We fit a generalized linear mixed effects model (GLMM) using the glmer function in the lme4 package (Bates et al., 2015) with a Gaussian error distribution and log link function due to overdispersion in the response variable (late-season cereal rye cover crop biomass in kg ha-1). We specified a hierarchical model with random intercepts for each location and for blocks (nested under each location) to address the non-independence of repeated measurements within the same locations and blocks through time (Pinheiro & Bates, 2000). We fit a “global” model with all covariates that we hypothesized to be important including early-season cereal rye biomass, cereal rye planting date (in Julian days), late termination date, mean late PAR, and both early and late CGDD. We visually assessed model assumptions of homogeneity of variance across groups and normality of fitted residuals.
2.3.2 Random forest model and validation
To improve the accuracy of predictions, we also fit a random forest machine learning model on the dataset using the randomForest package v. 4.7–11 in R (Breiman, 2001; Liaw & Wiener, 2002). We specified a random forest model with the training parameters ntree set to 1,000 and mtry set to 2 and included the same covariates as the GLMM, except we included site latitude and longitude coordinates separately rather than as categorical locations. Variable importance was calculated with the randomForest package; variables were ranked using %IncMSE, the mean decrease in prediction accuracy on the out of bag samples as each variable is randomly permuted.

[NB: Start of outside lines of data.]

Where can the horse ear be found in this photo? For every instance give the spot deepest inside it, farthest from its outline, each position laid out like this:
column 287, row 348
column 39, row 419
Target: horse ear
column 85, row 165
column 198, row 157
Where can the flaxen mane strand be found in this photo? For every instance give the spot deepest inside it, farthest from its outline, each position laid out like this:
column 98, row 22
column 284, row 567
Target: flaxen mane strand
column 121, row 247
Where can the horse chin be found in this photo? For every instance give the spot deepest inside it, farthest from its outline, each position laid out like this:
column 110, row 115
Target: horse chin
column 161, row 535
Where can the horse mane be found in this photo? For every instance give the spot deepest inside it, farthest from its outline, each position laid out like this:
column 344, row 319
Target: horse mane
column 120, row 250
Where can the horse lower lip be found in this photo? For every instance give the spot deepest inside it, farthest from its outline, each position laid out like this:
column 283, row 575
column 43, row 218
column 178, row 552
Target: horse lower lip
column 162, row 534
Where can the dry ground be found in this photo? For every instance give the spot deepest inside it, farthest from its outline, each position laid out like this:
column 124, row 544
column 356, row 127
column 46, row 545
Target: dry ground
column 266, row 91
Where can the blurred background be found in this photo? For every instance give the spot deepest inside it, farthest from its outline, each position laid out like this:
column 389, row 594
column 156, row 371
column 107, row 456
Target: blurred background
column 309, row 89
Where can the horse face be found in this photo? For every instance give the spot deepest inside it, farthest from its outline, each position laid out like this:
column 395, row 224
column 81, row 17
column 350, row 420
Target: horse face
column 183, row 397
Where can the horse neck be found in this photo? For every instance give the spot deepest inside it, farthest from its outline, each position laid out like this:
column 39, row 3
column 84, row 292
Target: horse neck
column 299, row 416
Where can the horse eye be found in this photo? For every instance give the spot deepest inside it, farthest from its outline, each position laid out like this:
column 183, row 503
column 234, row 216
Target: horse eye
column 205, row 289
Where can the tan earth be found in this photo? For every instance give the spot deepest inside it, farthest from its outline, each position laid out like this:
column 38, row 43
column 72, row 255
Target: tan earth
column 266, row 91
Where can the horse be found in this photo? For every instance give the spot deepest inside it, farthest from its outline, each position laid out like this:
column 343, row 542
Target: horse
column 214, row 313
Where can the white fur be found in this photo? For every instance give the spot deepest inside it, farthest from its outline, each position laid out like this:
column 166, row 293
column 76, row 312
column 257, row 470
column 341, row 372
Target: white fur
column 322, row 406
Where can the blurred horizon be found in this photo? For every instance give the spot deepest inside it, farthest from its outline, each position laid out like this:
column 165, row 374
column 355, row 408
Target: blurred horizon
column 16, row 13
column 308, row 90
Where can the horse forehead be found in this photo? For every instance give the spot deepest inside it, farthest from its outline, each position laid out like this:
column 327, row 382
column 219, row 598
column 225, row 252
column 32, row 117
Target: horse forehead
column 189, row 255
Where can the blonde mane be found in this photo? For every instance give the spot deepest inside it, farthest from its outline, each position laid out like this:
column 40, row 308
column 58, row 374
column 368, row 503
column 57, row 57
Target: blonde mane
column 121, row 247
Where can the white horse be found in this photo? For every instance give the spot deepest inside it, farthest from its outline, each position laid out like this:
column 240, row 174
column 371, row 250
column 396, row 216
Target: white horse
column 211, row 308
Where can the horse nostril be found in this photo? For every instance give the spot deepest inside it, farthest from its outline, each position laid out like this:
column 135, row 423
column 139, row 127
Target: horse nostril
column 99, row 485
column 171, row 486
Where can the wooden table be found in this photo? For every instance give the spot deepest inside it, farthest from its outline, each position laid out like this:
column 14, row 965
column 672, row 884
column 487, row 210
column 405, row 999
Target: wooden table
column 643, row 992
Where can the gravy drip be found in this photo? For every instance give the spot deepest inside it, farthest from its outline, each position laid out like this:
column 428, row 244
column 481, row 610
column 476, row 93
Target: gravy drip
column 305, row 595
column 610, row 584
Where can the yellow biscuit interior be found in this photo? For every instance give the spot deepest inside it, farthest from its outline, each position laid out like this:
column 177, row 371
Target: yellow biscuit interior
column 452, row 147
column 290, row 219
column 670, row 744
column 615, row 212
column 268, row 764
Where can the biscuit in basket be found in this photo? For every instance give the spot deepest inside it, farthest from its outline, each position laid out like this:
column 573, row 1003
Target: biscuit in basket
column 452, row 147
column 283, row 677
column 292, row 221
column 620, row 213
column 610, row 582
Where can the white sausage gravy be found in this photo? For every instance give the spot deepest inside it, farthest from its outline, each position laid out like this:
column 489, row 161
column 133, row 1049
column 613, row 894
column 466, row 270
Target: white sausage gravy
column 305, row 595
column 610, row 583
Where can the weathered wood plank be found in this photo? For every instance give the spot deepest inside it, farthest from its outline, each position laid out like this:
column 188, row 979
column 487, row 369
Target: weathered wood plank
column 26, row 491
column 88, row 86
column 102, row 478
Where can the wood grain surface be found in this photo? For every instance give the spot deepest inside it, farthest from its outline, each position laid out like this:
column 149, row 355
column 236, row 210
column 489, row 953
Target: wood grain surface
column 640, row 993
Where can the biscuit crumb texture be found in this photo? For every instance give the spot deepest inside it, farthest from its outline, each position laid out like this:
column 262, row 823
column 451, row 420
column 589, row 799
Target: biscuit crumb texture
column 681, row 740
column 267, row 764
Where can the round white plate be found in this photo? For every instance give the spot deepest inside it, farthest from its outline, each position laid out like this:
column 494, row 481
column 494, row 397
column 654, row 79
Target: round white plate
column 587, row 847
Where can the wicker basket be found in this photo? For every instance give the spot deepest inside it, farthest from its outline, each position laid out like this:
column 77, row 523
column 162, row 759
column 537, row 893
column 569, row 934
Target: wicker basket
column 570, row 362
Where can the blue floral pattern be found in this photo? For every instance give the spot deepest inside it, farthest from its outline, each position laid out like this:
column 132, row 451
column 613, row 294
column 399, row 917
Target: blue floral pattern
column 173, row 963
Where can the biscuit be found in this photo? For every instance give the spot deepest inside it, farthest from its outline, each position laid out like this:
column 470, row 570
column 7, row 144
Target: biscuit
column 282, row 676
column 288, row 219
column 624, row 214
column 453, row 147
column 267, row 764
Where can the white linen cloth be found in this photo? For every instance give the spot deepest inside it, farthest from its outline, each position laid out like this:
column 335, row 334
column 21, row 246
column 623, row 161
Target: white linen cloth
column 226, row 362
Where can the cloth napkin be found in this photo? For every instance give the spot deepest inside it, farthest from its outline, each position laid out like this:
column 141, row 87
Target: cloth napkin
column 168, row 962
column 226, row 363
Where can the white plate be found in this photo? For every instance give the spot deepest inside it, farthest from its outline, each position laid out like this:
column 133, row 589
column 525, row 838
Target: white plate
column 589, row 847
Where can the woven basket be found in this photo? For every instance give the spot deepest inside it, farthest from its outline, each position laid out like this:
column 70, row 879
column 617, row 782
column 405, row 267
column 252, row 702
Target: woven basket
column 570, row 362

The dataset was randomly partitioned so that the random forest model was trained on 70% of the total data, and 30% was withheld and used for model validation. We also used the same data partition to validate a version of the “global model” GLMM that was refitted to include only the training data. To assess how model performance varied across “low” and “high” cover crop biomass values, we evaluated it separately for “low” biomass observations of 4,000 kg ha-1 or less and “high” cereal rye biomass values greater than 4,000 kg ha-1.